The proximity of the axillary artery and BP mean that compromise of one of these structures is likely to involve the other. Pre-operative imaging with arteriography (CT or MRI) is essential in assessing their patency. It also highlights the requirement for the involvement of vascular and PNI specialists in their care. The availability of those with appropriate specialist skills may determine the timing of intervention. In this case, the acute presentation and the local availability of a vascular surgeon meant that the most expeditious course of action was for a PNI surgeon to come from a tertiary referral centre.
Of the reported cases of BP injury secondary to clavicle fracture, where there was gradual onset of symptoms, early decompression by closed reduction or open reduction and internal fixation was associated with a good recovery. 6–8,10,11 Where presentation was delayed or symptoms came on immediately, then a poorer long-term outcome resulted. 10 In the case described here, injury to the BP was complicated by involvement of the subclavian artery.

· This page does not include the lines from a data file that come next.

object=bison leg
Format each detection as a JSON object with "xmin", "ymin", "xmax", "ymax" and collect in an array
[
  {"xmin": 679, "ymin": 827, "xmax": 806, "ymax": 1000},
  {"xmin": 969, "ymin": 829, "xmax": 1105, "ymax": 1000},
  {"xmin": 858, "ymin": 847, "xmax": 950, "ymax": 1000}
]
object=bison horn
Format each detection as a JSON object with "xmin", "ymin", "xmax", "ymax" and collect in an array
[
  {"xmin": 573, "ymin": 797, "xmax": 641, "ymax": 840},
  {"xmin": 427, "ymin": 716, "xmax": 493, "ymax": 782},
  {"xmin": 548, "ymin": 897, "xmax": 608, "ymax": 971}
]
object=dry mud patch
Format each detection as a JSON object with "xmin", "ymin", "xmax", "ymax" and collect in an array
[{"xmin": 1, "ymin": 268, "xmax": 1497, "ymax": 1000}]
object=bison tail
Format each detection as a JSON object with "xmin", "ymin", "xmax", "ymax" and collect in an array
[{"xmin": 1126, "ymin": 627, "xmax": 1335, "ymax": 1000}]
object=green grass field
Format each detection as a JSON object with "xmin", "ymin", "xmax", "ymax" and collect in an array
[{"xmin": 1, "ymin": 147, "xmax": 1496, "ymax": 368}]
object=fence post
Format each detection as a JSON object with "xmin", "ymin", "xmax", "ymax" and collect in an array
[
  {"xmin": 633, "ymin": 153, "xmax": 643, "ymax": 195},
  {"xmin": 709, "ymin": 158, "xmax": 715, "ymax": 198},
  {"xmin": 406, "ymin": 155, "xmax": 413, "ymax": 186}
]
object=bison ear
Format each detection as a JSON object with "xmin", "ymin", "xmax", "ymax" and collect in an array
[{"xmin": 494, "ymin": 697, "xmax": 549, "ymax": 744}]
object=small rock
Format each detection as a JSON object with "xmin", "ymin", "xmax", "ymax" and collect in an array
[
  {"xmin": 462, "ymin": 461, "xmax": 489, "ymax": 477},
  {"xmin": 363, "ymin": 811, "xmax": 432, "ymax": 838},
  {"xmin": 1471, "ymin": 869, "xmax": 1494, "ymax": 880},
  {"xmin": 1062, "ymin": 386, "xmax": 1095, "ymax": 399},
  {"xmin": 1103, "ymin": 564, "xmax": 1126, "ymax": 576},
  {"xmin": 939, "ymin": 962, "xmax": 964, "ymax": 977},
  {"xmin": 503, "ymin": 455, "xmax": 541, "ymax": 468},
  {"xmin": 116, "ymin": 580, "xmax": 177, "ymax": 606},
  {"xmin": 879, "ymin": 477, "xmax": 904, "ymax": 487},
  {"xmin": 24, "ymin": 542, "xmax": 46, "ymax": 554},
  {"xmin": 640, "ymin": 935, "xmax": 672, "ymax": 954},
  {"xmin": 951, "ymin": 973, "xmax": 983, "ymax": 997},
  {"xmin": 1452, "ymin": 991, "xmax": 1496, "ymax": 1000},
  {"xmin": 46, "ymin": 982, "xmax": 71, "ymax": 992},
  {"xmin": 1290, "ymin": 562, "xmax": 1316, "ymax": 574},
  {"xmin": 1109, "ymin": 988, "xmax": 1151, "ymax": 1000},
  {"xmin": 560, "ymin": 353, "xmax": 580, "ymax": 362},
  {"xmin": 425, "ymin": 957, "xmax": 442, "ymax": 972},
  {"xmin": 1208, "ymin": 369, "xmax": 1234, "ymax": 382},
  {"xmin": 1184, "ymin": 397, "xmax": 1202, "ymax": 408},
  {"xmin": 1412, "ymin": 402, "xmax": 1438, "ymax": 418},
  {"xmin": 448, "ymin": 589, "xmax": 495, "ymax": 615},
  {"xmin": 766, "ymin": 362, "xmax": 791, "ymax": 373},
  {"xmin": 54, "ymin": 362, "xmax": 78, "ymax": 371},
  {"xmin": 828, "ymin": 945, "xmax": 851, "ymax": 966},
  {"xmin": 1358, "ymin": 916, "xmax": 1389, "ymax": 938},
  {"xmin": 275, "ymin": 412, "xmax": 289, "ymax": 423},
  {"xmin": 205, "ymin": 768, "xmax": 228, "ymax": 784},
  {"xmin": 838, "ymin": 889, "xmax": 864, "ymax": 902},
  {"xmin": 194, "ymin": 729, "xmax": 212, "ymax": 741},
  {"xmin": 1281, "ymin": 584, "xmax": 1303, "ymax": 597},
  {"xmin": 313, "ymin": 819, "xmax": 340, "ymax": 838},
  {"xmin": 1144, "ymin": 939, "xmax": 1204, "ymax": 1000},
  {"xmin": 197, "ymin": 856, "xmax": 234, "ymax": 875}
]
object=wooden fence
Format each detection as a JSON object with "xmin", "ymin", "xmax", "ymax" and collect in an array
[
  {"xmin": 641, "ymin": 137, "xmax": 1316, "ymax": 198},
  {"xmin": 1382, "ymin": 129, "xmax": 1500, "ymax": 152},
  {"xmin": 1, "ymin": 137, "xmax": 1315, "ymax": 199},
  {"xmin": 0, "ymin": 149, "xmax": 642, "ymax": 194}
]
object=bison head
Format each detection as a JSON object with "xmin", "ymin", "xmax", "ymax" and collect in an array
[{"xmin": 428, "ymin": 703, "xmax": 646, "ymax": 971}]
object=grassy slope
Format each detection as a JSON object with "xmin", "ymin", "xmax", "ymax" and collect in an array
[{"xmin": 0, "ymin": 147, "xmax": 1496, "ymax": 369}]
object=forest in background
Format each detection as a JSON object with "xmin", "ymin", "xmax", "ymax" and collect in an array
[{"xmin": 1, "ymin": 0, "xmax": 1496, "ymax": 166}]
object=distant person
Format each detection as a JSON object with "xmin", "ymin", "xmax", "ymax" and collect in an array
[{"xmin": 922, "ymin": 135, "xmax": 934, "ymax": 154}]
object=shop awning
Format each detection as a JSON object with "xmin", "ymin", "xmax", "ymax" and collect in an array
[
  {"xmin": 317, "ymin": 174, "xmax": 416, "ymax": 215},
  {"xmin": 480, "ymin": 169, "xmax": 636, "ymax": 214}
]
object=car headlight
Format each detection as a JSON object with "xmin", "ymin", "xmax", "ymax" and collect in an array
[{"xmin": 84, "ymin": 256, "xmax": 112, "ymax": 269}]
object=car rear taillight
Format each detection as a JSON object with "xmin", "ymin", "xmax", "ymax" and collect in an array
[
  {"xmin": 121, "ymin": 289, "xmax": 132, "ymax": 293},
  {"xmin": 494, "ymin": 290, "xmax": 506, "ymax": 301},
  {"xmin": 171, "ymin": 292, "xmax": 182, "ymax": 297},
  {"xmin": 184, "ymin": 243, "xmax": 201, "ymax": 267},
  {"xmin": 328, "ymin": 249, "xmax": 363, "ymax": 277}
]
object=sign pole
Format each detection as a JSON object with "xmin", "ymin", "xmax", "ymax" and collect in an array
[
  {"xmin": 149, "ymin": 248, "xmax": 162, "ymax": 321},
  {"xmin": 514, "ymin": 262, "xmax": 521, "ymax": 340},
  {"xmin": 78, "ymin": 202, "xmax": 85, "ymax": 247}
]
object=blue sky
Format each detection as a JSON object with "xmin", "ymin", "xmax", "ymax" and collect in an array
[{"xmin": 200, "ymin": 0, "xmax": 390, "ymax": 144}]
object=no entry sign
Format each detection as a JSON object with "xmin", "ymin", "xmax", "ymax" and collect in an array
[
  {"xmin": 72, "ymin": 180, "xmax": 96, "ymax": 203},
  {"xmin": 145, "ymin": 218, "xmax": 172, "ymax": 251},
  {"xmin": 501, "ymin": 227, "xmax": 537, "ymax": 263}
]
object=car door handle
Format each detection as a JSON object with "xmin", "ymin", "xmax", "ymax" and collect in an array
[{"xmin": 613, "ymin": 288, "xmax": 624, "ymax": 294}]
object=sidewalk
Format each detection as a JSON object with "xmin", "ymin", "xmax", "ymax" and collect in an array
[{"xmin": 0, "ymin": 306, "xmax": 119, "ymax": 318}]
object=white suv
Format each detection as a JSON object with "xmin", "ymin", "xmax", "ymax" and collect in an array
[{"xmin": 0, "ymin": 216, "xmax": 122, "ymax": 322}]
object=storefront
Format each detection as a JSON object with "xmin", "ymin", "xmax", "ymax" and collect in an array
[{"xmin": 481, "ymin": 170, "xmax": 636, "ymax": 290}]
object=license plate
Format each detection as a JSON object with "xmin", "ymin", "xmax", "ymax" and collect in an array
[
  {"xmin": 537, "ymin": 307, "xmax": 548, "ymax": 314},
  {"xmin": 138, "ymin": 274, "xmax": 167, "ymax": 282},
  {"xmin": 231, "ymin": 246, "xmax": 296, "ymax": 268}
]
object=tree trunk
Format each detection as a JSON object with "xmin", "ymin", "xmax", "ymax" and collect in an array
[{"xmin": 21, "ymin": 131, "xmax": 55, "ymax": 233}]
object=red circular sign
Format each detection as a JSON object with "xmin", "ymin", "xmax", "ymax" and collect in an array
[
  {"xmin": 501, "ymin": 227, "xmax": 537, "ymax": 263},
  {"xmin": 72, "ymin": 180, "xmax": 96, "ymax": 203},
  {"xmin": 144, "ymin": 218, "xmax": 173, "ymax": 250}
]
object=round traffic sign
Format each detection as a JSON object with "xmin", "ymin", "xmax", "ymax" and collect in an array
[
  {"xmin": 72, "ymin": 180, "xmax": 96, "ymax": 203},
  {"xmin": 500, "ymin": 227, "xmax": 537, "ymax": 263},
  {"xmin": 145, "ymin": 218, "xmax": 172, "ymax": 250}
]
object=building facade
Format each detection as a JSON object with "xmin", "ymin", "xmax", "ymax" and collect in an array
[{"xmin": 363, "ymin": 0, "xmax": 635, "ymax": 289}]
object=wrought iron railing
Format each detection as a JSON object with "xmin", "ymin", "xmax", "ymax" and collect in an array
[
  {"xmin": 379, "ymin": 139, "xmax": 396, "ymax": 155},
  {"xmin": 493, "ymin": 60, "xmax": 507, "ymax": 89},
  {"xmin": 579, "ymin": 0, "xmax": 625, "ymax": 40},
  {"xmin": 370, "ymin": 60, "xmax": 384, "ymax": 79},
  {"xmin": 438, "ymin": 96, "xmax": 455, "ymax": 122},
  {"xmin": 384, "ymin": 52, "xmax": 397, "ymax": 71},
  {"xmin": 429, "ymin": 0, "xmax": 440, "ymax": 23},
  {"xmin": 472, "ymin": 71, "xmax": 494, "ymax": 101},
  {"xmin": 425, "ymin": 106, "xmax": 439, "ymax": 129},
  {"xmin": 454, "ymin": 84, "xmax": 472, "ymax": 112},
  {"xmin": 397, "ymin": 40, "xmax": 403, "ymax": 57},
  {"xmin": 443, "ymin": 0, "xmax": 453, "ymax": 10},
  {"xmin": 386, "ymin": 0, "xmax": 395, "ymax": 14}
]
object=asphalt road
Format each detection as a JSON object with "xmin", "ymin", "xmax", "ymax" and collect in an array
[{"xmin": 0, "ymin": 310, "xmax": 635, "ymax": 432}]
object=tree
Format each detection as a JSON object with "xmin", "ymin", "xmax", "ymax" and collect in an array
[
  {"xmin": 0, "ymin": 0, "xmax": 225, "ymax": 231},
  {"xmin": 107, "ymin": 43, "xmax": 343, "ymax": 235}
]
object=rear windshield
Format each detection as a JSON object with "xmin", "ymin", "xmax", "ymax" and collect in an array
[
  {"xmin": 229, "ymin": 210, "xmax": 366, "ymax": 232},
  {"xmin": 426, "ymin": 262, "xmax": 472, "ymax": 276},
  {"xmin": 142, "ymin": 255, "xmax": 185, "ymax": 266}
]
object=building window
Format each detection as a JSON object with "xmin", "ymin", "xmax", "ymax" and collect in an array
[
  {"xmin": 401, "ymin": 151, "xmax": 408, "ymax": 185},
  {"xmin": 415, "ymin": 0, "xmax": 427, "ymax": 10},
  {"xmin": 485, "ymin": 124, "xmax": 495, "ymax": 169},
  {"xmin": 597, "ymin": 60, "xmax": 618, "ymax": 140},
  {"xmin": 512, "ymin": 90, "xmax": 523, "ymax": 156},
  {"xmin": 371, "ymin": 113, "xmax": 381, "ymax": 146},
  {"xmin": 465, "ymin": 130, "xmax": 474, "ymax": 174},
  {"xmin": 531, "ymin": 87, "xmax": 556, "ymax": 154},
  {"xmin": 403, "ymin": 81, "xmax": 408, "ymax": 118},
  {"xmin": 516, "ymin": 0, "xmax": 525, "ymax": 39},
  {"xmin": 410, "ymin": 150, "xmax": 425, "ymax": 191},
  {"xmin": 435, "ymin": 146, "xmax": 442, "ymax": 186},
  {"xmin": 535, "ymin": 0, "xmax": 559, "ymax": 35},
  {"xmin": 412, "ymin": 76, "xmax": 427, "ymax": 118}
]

It was unclear at presentation whether the neurological symptoms were a result of a laceration to the BP or a compressive ischaemic process. Early decompression was therefore deemed appropriate to prevent further BP injury.
Conclusions
This case illustrates the rare but serious risks of neurovascular injury in clavicle fractures. In particular, it demonstrates the importance of testing and documenting neurovascular status, highlighting the awareness that good collateral circulation in children may result in a palpable radial pulse despite higher occlusion, and hence a low threshold for repeat examination and arteriography. Furthermore, it demonstrates the need for appropriate specialist input in the form of PNI and vascular surgeons, the value of early decompression of acute neurovascular injuries and the requirement to warn patients of symptoms suggestive of developing neurovascular compromise.